Over the past few weeks, people around the world have been celebrating the life of Nelson Mandela, including many of us at the International Youth Foundation. Our Program Director for Africa, Matthew Breman,  has worked and lived in Africa for many years, and was inspired to share his reflections on this remarkable world leader. Previous to joining IYF this year, Matthew worked in West and Central Africa programs at Chemonics International, was Peace Corps Country Director in Cape Verde, and Catholic Relief Services Country Representative in Angola. And as you’ll read below, he is also an avid soccer player.

Nelson Mandela’s recent passing brings rise to many emotions—especially for those of us who have been living or working on the African continent for some time. For me, nothing was greater than his leadership and genuine care for humanity. Madiba (as he was affectionately known) was viewed as a father figure—by his nation, and by millions of people from around the world. He also had a passion for young people, inspiring generations of youth to embrace life’s possibilities. At a speech he gave in South Africa in 2003, he noted: “We understand and promote the notion that while children need to be guided they also have an entrenched right to be whatever they want to be, and that they can achieve this only if they are given the space to dream and live out their dreams.”
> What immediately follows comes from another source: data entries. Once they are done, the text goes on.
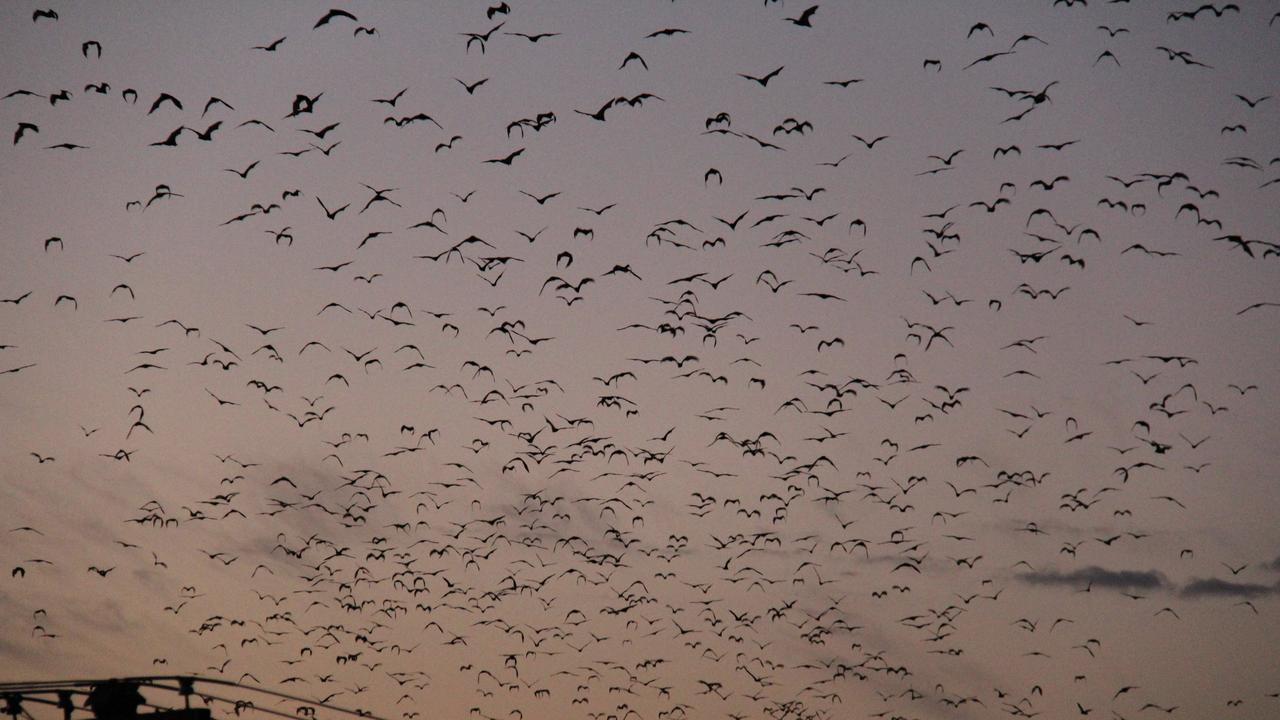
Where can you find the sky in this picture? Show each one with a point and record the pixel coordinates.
(658, 359)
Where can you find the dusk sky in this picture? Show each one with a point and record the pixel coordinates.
(652, 359)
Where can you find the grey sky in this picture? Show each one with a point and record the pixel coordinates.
(899, 433)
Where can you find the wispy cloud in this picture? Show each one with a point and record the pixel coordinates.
(1215, 587)
(1097, 577)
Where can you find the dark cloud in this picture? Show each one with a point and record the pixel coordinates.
(1097, 577)
(1215, 587)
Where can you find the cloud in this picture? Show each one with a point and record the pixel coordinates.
(1100, 577)
(1215, 587)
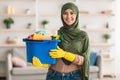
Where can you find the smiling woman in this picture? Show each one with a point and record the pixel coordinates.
(73, 51)
(69, 17)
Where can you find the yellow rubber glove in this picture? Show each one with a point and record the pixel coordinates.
(59, 53)
(36, 36)
(36, 62)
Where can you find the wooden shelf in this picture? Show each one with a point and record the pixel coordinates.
(11, 45)
(96, 14)
(17, 30)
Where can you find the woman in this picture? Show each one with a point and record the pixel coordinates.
(73, 51)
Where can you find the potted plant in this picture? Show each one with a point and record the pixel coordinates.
(8, 22)
(44, 22)
(106, 37)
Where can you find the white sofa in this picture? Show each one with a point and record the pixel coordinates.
(96, 70)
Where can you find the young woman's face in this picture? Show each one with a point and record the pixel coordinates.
(69, 17)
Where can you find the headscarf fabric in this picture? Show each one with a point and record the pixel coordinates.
(74, 40)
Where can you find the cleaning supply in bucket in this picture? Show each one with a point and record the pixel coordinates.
(38, 46)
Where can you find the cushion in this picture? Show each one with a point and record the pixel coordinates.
(93, 57)
(18, 62)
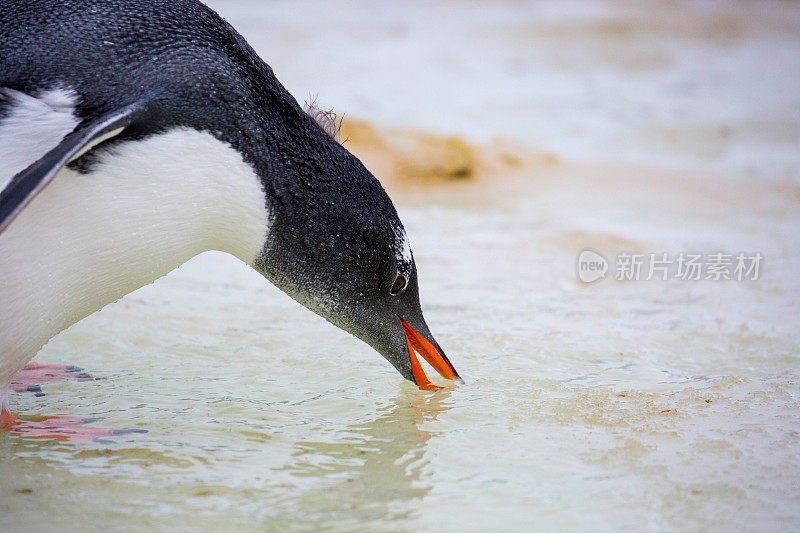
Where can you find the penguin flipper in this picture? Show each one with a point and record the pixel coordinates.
(25, 185)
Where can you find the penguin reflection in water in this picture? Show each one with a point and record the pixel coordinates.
(137, 134)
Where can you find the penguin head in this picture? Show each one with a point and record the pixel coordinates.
(337, 246)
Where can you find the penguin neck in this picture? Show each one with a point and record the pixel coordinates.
(143, 208)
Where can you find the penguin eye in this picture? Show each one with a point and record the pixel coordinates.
(399, 285)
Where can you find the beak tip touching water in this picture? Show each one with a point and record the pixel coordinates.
(419, 344)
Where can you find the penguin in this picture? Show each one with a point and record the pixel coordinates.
(137, 134)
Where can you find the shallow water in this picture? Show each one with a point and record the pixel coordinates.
(657, 404)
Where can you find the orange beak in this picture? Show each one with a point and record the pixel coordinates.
(422, 346)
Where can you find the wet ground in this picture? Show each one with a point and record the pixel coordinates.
(659, 404)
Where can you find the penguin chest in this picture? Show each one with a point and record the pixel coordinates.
(143, 208)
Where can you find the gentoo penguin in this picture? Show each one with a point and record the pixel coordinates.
(136, 134)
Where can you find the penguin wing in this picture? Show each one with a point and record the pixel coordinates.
(25, 185)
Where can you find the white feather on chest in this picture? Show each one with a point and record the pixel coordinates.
(86, 240)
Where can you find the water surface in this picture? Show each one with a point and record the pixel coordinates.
(660, 404)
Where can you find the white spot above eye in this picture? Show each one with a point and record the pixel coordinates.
(403, 247)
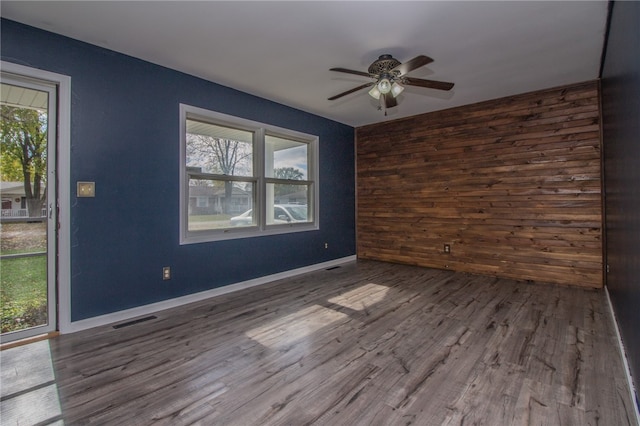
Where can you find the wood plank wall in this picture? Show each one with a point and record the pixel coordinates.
(513, 185)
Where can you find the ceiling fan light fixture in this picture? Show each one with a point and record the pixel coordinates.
(396, 89)
(384, 86)
(374, 92)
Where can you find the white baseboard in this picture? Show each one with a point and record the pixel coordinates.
(196, 297)
(623, 354)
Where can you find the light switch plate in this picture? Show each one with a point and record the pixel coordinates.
(86, 189)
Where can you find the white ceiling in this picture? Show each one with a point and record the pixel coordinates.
(283, 50)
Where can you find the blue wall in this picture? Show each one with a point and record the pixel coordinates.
(125, 137)
(621, 141)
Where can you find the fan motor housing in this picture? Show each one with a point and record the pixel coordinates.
(383, 64)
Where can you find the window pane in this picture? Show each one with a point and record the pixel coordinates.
(218, 204)
(285, 158)
(287, 203)
(219, 150)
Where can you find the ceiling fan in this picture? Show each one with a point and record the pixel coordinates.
(390, 76)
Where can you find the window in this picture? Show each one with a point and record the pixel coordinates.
(243, 179)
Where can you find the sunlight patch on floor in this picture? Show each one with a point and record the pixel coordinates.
(361, 298)
(294, 327)
(29, 391)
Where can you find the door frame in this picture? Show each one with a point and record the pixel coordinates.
(63, 198)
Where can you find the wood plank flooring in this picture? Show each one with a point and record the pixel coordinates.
(368, 343)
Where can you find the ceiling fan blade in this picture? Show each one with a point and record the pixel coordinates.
(431, 84)
(348, 71)
(355, 89)
(412, 64)
(388, 100)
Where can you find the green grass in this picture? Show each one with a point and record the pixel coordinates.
(23, 292)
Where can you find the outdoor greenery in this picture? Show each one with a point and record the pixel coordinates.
(23, 280)
(23, 153)
(23, 292)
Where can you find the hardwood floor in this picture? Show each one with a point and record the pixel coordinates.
(368, 343)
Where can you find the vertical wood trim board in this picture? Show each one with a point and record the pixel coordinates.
(512, 185)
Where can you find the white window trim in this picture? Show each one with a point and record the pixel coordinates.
(260, 130)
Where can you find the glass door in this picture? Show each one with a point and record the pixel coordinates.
(28, 221)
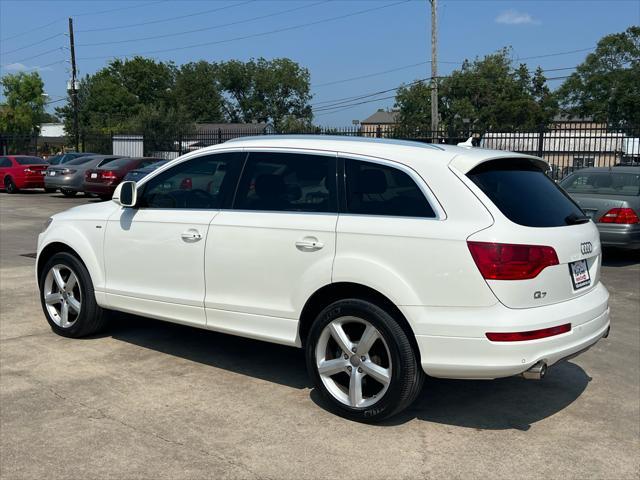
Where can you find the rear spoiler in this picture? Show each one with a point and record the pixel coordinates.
(468, 161)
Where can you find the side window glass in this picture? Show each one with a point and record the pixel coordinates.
(288, 182)
(197, 183)
(374, 189)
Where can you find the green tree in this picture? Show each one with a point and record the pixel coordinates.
(487, 93)
(23, 109)
(113, 98)
(606, 86)
(265, 90)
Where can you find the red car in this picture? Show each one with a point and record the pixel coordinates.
(21, 171)
(104, 179)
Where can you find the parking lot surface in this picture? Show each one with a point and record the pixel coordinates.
(148, 399)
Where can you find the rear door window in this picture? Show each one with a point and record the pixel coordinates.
(603, 183)
(288, 182)
(374, 189)
(525, 194)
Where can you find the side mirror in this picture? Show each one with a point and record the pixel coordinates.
(126, 194)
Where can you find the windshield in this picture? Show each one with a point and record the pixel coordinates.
(524, 194)
(603, 183)
(30, 161)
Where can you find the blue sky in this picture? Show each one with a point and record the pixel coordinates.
(373, 37)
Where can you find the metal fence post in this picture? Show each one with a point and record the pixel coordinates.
(541, 140)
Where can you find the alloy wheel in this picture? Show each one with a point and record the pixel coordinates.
(62, 295)
(354, 363)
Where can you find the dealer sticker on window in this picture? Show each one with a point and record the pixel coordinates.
(579, 274)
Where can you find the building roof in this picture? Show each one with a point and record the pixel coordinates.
(382, 117)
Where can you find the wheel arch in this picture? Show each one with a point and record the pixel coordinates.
(342, 290)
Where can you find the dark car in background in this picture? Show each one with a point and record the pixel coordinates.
(21, 171)
(139, 173)
(611, 198)
(69, 177)
(104, 179)
(66, 157)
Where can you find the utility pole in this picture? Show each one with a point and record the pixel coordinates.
(74, 92)
(434, 67)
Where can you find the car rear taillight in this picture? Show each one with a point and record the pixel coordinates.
(530, 335)
(620, 215)
(505, 261)
(108, 175)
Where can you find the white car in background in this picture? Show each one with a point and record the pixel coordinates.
(384, 260)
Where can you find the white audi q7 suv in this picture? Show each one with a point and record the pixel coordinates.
(384, 260)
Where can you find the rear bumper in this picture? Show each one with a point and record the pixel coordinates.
(98, 188)
(68, 182)
(35, 181)
(625, 236)
(455, 346)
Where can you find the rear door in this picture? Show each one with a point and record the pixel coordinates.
(275, 247)
(530, 209)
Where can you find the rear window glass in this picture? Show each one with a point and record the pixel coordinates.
(114, 162)
(30, 161)
(524, 194)
(603, 183)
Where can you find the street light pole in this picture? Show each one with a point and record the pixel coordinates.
(74, 92)
(434, 67)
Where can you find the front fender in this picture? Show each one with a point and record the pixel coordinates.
(86, 238)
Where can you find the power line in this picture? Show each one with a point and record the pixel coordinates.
(213, 27)
(32, 44)
(169, 19)
(38, 55)
(119, 9)
(255, 35)
(53, 22)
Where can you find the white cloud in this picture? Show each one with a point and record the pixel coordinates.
(513, 17)
(21, 67)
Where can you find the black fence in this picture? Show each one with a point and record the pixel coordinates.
(566, 146)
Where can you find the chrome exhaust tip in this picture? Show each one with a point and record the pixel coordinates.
(536, 372)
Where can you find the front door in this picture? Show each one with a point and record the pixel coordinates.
(268, 254)
(154, 254)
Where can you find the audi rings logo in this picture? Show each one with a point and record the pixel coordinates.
(586, 247)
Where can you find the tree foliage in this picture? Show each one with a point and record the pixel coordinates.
(606, 86)
(23, 110)
(487, 93)
(265, 90)
(140, 94)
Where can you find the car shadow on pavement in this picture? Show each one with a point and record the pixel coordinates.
(509, 403)
(615, 257)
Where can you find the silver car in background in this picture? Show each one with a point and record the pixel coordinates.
(69, 177)
(611, 198)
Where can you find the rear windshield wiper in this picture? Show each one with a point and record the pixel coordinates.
(574, 219)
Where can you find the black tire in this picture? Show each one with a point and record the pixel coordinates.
(407, 376)
(9, 185)
(91, 318)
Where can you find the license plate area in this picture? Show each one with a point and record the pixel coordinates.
(579, 272)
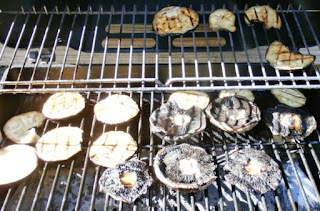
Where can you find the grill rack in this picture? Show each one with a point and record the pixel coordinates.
(147, 69)
(151, 90)
(73, 184)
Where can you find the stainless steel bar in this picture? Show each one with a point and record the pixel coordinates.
(67, 47)
(207, 45)
(143, 70)
(106, 46)
(41, 49)
(8, 35)
(119, 47)
(84, 27)
(5, 202)
(30, 44)
(94, 189)
(55, 44)
(96, 28)
(132, 42)
(298, 178)
(53, 186)
(183, 65)
(244, 44)
(66, 189)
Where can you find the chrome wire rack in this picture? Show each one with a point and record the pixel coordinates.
(73, 184)
(105, 49)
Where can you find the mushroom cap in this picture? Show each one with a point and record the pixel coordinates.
(174, 123)
(290, 122)
(267, 178)
(184, 167)
(111, 183)
(233, 114)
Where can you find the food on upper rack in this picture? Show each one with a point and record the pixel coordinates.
(111, 148)
(233, 114)
(280, 57)
(174, 123)
(290, 122)
(252, 170)
(116, 109)
(243, 93)
(264, 14)
(63, 104)
(187, 99)
(222, 19)
(184, 167)
(59, 144)
(21, 128)
(126, 181)
(175, 20)
(16, 162)
(290, 97)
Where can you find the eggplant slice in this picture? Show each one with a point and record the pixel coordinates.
(184, 167)
(252, 170)
(264, 14)
(234, 114)
(280, 57)
(174, 123)
(290, 122)
(126, 181)
(175, 20)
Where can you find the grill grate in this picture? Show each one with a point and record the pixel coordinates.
(136, 61)
(73, 184)
(133, 58)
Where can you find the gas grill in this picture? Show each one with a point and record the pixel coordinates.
(99, 49)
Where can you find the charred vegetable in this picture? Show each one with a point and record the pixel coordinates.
(175, 20)
(126, 181)
(264, 14)
(289, 122)
(175, 123)
(233, 114)
(253, 170)
(280, 57)
(184, 167)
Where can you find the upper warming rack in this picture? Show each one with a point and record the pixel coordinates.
(107, 49)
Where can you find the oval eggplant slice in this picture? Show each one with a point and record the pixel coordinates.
(187, 99)
(252, 170)
(174, 123)
(175, 20)
(233, 114)
(184, 167)
(289, 122)
(126, 181)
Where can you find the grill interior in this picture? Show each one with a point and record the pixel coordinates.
(147, 67)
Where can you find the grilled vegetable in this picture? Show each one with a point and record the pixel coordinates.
(17, 162)
(222, 19)
(175, 20)
(116, 109)
(243, 93)
(21, 128)
(187, 99)
(63, 104)
(233, 114)
(290, 97)
(289, 122)
(59, 144)
(252, 170)
(174, 123)
(184, 167)
(112, 148)
(126, 181)
(264, 14)
(280, 57)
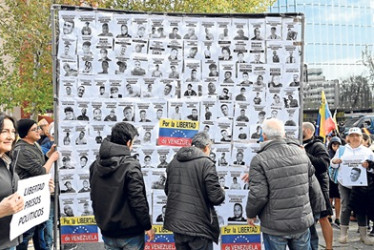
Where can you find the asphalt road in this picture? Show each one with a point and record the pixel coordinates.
(353, 239)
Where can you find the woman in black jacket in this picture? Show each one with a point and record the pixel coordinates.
(334, 194)
(10, 201)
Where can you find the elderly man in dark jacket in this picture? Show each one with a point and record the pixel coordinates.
(118, 193)
(193, 190)
(280, 177)
(320, 159)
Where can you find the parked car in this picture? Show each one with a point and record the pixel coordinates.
(365, 121)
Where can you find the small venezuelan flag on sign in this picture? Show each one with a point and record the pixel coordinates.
(325, 122)
(177, 132)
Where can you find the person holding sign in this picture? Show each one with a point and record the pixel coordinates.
(10, 201)
(348, 159)
(30, 161)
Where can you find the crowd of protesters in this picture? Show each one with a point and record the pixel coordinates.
(291, 188)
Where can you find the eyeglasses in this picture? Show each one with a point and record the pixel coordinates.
(35, 129)
(9, 132)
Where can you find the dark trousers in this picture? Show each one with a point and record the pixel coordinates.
(37, 235)
(185, 242)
These are the same young people who are at the center of our work at the International Youth Foundation, not only in Africa but around the world. Our commitment to empowering young women and men to be educated, employment-ready, healthy, and engaged citizens can be our way of continuing to blaze a trail in Mandela’s footsteps and vision. As he has said many times, “Education is the most powerful weapon which you can use to change the world.”

Mandela not only sought to improve the lives and prospects of South African youth. He also saw them as the embodiment of hope for his country’s future. “Whenever I am with the energetic young people,” he said in a speech in Durban, South Africa, in 1997, “I feel like a recharged battery, confident that our country can look forward to great things.”

Lastly and close to my own heart was Mandela’s influential use of sports as a tool for social change. A boxer in his youth, Mandela understood the power of sports to influence and unify. His many quotes about the importance of this issue and his role in many of the most significant sporting events in South Africa over the last two decades speak volumes about his belief, in his words, that “sport has the power to change the world … and awaken hope where there was previously despair.” In 1995, five years after he walked out of prison and after 27 years behind bars, Mandela joyfully presented the winning trophy to the captain of the South African rugby team, the Springboks, who won the Rugby World Cup in South Africa. Despite the team’s association with apartheid (for including primarily white players), Mandela’s courageous message was one of forgiveness and unification. He understood the power of bringing a broken country together through sporting events—events which South Africa has so often hosted, including  the 1996 African Cup of Nations soccer tournament, the 2003 Cricket World Cup, and the 2010 soccer World Cup.

I believe it is our collective responsibilities to keep the Mandela flame alive by continuing to invest in the enormous potential of our young people. It’s hard for me to imagine a more fitting way to support his legacy.